Bis zum Anfang des neuen Schuljahres konnten wir uns nicht vorstellen, überhaupt wieder zur Schule gehen zu können, außer in unserer ersten Ferienwoche. Wir waren alle ausgepowert. Das Gefühl, dass etwas vom Himmel fällt oder etwas aus dem Boden kriecht, ist so aufreibend. Wir gingen zu den Feldern, wo die Panzer während des Kriegesparkten. Die Erde sah aus wie Puder. Wir rannten hinüber und spielten. Das Puder, so hoch wie unsere Knie und selbst höher in den Augen unserer Kinder. Wir nahmen Puder mit, um Spielzeug zu bauen und Skulpturen, um damit zu spielen und zu dekorieren.

Die Schule fängt wieder an. Es ist kein gewöhnliches Jahr, aber vielleicht gelingt es den Dozenten, um auf eine andere Art und Weise auf das zu hören, was unsere Schüler zu erzählen haben. Diese Woche unterrichtete ich die siebte Klasse über einen neuen Anfang. Ich schrieb an die Tafel, dass ein neuer Anfang uns helfen kann, unsere Lebensziele klar zu formulieren. Ich fragte die Schüler nach einem Beispiel. Die erste sprach über einen Neubeginn auf einer anderen Schule. Ein Schüler kann dann neu entscheiden, wer seine Freunde werden sollen, neue Lernmethoden kennen lernen usw. . Ein anderer Schüler sprach über ein neues Jahr als ein Zeitpunkt darüber nachzudenken, sein Leben besser in den Griff zu bekommen und ein dritter Schüler sagte, dass es genau so sei wie nach einem Krieg: Familien, die einen Geliebten verloren haben, müssen überlegen, wie sie weiter leben wollen. Menschen, die weg gezogen sind, müssen einen Neuanfang machen usw. .

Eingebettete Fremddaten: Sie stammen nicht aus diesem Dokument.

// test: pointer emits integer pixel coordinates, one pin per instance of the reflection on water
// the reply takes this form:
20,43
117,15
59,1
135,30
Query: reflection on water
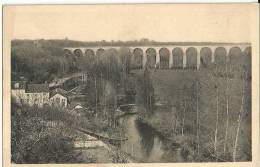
143,143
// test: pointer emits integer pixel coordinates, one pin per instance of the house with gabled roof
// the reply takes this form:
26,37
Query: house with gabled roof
58,98
30,94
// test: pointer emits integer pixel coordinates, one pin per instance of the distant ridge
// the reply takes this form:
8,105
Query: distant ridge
146,42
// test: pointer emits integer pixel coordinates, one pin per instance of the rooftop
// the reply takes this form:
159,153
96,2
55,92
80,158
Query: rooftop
37,88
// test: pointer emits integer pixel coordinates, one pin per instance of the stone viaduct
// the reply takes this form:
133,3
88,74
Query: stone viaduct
177,55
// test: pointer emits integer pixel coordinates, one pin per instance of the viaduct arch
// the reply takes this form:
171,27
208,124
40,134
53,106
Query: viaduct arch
184,55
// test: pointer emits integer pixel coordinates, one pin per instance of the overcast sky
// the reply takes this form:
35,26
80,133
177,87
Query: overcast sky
216,23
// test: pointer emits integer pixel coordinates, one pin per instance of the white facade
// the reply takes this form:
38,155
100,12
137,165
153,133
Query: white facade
59,100
31,99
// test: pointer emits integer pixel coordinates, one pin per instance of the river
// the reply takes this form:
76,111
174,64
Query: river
144,144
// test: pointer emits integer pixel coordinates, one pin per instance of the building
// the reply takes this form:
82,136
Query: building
30,94
58,98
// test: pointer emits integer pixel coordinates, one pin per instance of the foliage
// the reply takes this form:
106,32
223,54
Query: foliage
33,142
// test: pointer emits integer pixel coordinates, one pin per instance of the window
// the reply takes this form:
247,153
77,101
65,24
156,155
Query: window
16,85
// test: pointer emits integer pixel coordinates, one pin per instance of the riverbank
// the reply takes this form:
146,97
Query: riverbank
165,124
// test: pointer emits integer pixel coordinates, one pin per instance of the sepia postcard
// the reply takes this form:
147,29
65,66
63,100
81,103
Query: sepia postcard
131,85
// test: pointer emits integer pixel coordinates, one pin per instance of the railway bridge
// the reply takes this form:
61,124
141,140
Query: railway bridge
174,55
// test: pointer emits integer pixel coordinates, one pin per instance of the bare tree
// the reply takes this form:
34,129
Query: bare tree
216,129
239,120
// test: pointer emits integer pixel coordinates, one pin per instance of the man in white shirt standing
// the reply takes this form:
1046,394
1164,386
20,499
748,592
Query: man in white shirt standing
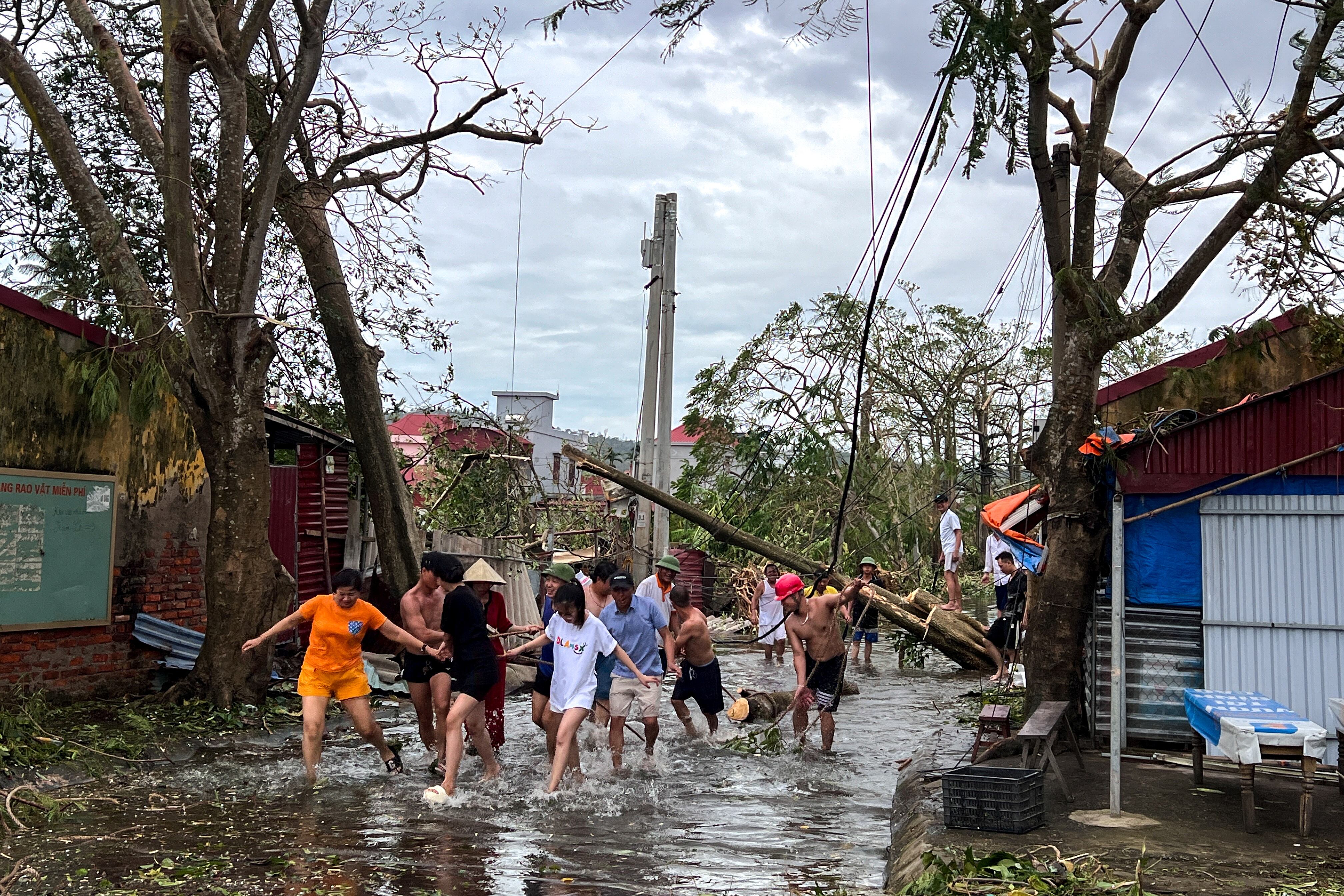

In drei Tagen ist es RoshHashana (jüdisches Neujahr). Ein paar meiner Freunde und Schüler werden ins Ausland gehen. Normalerweise sind unsere Eltern bei uns während des Festes. Dieses Jahr ist es nicht sicher genug, um jemand einzuladen, um hier zu verweilen. Deshalb werden wir sie nicht einladen. Wir wissen immer noch nicht, wie die Zukunft aussehen wird. Wir haben beschlossen in Sa’ad zu bleiben, weil wir eine große Familie haben. Und sollte es nicht mehr erträglich sein, werden wir selbst zu RoshHashana von hier weg gehen.

Wenn es zu einem neuen Vertrag zwischen Israel und den Palästinensern kommt, wird es für uns einfacher werden, dann keimt neue Hoffnung auf. Wenn es zu keinem Vertrag kommt, werden wir einen anderen Weg finden müssen, um neue Hoffnung zu finden.